Broadcaster and football enthusiast Colin Murray took over the reins as he already appeared on Channel 5 hosting live NFL. In 2007, his BBC Radio 1 colleague at the time, Mark Chapman joined Channel 5 to cover Italian football alongside Laura Esposto. In 2010, Colin Murray left Channel 5 after the final of the Europa League in which Fulham were beaten 2–1 by Atlético Madrid, to become a full-time host with BBC Sport to host Match of the Day 2 and BDO Darts. Mark Chapman only appeared once more on Channel 5 after the end of Football Italiano covering for Colin Murray and with Laura Esposito now presenting in Italy, Channel 5 needed a new host and Jim Rosenthal was appointed to host live Europa League matches, hosting a live match every round up to the final from 2010 to 2012. Kelly Cates and George Riley from BBC Radio 5 Live have joined the show as the new presenters for the new Football League Highlights Show. Kelly Cates has worked for ESPN UK, ITV Sport, Talksport and BBC Radio 5 Live covering football from Premier League to the World Cup. George Riley has presented Rugby League and reported and commentated on football, snooker and darts for BBC Sport and BBC Radio 5 Live.

== Commentators ==
Channel 5's first main commentator was Capital Gold and BBC Radio 5 Live broadcaster Jonathan Pearce. Pearce hosted an array of football from UEFA Cup, Confederations Cup, Internationals to Scottish Football. Pearce left in Summer 2004 to join the Match of the Day team. John Helm was then the main commentator and filled the role left by Pearce, with other commentaries coming from Gary Bloom, Tony Jones and Jon Champion. In 2007 Dave Woods and commentated on nearly every UEFA Cup and Europa League match from 2007 to 2012, when he was unavailable Steve Bower deputised. Paul Walker is the main commentator for Football League & League Cup highlights although Sky Sports Football League Commentators are used as well on matches that were previously shown live on Sky. Dave Farrar has also commentated, mostly in the EFL Cup.

== Pundits ==
Channel 5's regular pundits consisted of Pat Nevin who, from 2009, moved to pitchside before games and in the OB truck at half and full-time; Phil Thompson, who commentated on the first ever Football on 5 match between Poland and England with Jonathan Pearce; Stan Collymore who replaced John Barnes from 2010 to 2012 and was in the studio alongside Jim Rosenthal, and Graham Taylor who is the principal co-commentator. When needed, guests are used as pundits such as Kevin Ratcliffe. Channel 5 has also used other pundits and commentators when needed, such as Ray Houghton, Terry Butcher, Joe Royle, Phil Babb, Stewart Robson and John Scales.

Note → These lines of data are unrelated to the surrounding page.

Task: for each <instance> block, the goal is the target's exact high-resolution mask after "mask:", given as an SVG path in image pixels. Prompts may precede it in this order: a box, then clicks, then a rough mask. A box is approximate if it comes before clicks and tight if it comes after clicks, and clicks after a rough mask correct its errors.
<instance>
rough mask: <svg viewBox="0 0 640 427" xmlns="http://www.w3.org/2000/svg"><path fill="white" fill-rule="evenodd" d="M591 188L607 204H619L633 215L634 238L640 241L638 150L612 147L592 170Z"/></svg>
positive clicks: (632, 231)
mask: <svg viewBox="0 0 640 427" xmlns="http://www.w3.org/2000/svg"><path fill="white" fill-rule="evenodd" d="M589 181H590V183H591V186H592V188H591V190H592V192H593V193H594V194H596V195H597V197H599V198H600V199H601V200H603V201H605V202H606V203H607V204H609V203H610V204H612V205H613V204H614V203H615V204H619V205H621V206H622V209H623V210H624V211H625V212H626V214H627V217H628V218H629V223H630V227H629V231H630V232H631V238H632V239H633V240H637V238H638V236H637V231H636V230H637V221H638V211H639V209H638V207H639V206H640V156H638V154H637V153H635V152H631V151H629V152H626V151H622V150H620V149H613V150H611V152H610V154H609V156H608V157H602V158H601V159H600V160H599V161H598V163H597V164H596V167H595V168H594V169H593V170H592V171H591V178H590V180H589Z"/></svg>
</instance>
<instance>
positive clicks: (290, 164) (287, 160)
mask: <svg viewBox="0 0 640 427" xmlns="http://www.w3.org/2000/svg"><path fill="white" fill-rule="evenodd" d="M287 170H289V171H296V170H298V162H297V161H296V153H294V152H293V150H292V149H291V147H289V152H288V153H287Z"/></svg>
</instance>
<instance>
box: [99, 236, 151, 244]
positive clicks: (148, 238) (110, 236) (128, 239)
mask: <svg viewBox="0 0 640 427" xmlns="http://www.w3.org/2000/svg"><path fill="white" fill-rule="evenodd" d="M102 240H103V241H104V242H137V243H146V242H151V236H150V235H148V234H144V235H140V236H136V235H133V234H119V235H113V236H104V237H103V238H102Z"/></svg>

Uniquely, John Barnes has appeared in every major role for the show: firstly, he hosted the programme then, when Murray was appointed host, Barnes appeared as a co-commentator. He also appeared as a pitchside analyst speaking to resident reporter Dave Beckett, giving his thoughts on the action during the match, at half time and at full-time, and conducting post-match interviews. Barnes left after he became manager of Tranmere Rovers and was replaced by Collymore. He was sacked as manager after a poor run of results, but has never returned to Channel 5 but has since appeared on ESPN UK as a pundit. Channel 5 use a variety of pundits for Football League & League Cup programming however Alan Curbishley, Chris Iwelumo, Clinton Morrison, Michael Gray and Adam Virgo all feature regularly. More pundits have included Kevin Davies, David James and Francis Benali. As for co-commentators, recently the likes of Nigel Spackman, Phil Brown, Owen Hargreaves (co-commentator and pundit) and John Hartson have appeared on their League Cup coverage.

== Reporters ==
Football League coverage on Channel 5 has numerous reporters at each game. Tom Skippings is the main reporter for most programmes. Two other notable reporters are Nick Halling and Sue Thearle - both taken from the BBC. Jack Woodward, Dan Mason, Dave Beckett and John Anderson all also feature semi-regularly. For the 2016/17 season, Channel 5 used 22 reporters during the course of the season, as well as those mentioned. Oliver Wilson, Will Cope, Dan O'Hagan, Alex Gordon-Martin, Faye Carruthers, Chris Maughan, Mick Conway, Jonathan Beck, Steve Lee, Andy Hodgson, Jonathan Legard, Simon Watts, Callum Williams, Chris Wise and Tony Colliver have all appeared during the 2016/17 season.